Bank of America (BofA) expects trend-following strategies to
Investing.com -- Bank of America (BofA) expects trend-following strategies to remain a headwind for U.S. equities in the near term, as its models show commodity trading advisers (CTAs) could be adding to short positions in both the S&P 500 and Nasdaq 100 next week.
The shift comes after a period of choppy market performance and elevated volatility, with the S&P 500 ending the past week nearly flat.
The bank’s trend model currently shows CTAs holding short positions in both indices, with a -50% trend strength signal for each. Over the next five trading sessions, the signal is projected to remain in negative territory across bearish, median, and bullish price paths.
In the case of the S&P 500, the trend strength is expected to fall as low as -75% under a median scenario, while the Nasdaq-100 could see a similar drop toward -76%.
The positioning shift follows a broader pattern across equity markets. While trend followers had previously built significant long exposure to European equities, recent price action has started to unwind those trades.
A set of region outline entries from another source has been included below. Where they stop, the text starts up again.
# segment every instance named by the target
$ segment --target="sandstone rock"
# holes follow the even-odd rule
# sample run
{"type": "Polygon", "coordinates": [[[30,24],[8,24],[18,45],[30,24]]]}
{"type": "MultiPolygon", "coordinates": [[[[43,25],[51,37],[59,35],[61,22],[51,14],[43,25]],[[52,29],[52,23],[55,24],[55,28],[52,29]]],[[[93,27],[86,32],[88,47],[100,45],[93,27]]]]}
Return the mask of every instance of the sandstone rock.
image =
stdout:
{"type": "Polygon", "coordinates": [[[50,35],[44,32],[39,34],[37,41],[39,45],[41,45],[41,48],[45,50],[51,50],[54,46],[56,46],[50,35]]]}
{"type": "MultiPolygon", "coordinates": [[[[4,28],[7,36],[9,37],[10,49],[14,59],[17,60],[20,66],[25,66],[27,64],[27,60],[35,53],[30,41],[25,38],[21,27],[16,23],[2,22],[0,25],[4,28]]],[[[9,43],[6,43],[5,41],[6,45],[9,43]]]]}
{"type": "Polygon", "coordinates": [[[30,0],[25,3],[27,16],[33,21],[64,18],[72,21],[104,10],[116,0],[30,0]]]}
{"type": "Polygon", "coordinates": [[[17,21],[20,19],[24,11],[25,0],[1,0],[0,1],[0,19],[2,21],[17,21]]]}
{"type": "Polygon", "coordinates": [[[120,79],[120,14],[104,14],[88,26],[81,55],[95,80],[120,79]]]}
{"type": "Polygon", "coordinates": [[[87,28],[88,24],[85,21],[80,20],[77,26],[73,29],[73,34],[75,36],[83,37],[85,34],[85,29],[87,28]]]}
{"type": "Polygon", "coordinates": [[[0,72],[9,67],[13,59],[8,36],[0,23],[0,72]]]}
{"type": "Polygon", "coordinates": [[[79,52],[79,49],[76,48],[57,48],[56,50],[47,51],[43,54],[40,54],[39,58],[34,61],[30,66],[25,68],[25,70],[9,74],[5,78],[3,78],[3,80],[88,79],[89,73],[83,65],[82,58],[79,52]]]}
BofA notes that the Euro Stoxx 50 long, once in the 91st percentile relative to the past decade, has eased to the 68th percentile “as CTAs may have trimmed exposure on declining spot and increasing volatility in March.”
“Although the Euro Stoxx 50 long is still large, it is likely no longer the most stretched equity position in a trend follower’s portfolio,” the bank added.
Meanwhile, the Russell 2000 short position has become one of the most extended, as the index declined in four of the last five weeks.
“We continue to closely monitor position unwind triggers for both the Russell 2000 and Euro Stoxx 50, as CTA reversals could be market impacting given current positioning,” the analysts led by Chintan Kotecha wrote.
BofA’s models suggest that, barring a significant market reversal, trend-following flows could reinforce downward momentum in U.S. equities at the start of the coming week. “On Monday 24-Mar-2025 CTAs could be sellers of S&P 500,” the note cautioned.